Collapse of the Petrol Station
Another disaster struck unexpectedly on 29 September 1981 at 6:10 p.m. In the centre of town, the attendant’s booth of the petrol station suddenly collapsed into the ground. The attendant had just stepped onto the pavement moments before and thus escaped injury. A crisis commission was immediately convened and access to the area was restricted. Fuel was pumped out of the underground tanks into tanker trucks; fortunately, the tanks themselves were not damaged.

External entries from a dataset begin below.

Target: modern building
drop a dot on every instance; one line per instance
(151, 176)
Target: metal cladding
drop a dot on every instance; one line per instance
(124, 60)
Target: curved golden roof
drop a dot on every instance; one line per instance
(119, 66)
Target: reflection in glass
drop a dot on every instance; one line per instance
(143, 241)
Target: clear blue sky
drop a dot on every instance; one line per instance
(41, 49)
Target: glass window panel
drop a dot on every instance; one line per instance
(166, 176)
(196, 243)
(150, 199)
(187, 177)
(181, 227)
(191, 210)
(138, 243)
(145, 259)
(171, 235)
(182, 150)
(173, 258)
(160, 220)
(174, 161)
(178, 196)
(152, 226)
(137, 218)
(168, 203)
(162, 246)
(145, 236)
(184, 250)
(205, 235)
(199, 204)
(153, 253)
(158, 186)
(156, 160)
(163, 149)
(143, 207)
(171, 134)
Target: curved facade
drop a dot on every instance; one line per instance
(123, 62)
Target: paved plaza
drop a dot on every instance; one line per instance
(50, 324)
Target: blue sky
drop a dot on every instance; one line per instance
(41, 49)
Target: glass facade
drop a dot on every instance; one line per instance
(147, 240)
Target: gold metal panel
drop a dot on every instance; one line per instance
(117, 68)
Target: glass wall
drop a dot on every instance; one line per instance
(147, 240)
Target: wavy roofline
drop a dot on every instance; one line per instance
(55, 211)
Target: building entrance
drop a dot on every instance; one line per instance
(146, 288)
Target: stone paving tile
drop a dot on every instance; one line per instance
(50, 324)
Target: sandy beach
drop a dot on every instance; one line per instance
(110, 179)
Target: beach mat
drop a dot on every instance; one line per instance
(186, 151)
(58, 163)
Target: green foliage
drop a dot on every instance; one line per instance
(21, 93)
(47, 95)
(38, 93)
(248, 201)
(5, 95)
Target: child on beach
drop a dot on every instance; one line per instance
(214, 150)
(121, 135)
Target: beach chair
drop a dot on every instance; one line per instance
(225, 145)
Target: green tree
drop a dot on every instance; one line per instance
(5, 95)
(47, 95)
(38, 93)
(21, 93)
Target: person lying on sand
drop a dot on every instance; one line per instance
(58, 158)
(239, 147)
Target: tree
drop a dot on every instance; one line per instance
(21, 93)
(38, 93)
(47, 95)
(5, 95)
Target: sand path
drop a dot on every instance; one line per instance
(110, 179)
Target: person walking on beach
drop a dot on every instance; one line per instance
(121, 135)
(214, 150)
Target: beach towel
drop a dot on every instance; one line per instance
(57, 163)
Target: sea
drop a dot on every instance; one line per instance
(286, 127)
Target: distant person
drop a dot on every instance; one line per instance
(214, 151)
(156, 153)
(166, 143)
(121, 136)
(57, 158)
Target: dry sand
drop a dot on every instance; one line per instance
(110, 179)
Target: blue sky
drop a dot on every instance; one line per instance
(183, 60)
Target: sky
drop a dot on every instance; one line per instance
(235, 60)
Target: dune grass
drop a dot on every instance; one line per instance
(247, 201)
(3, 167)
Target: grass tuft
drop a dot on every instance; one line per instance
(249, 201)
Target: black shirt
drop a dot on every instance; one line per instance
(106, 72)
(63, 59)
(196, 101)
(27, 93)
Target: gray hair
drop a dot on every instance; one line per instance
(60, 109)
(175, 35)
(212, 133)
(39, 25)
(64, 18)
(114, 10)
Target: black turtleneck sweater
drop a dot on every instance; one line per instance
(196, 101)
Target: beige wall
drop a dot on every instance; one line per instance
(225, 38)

The cause was not solely the spring flood but primarily the disturbance of old mining workings. Underground, adits from the sixteenth and twentieth centuries intersected. The situation was further aggravated by inaccuracies in mining maps and by blasting during the excavation of a new adit. Securing works continued until 2 October, when 60 cubic metres of concrete were pumped into the cavity and additional stone was added. A geological survey revealed an extensive system of historic mine workings, including the Schindler vein and the Daniel adit. The cost of the geological investigation reached 7,000,000 Czechoslovak crowns. Full traffic through the town was restored on 18 November.
Conclusion
The year 1981 clearly demonstrated how closely the town is linked to water and to its underground. The March flood exposed weaknesses in technical infrastructure, while the September collapse reminded residents of the complex mining past that still lies beneath the surface. Although the material damage was considerable, no injuries occurred. The year remains both a warning and a testimony to the power of nature and the enduring legacy of history hidden below the town.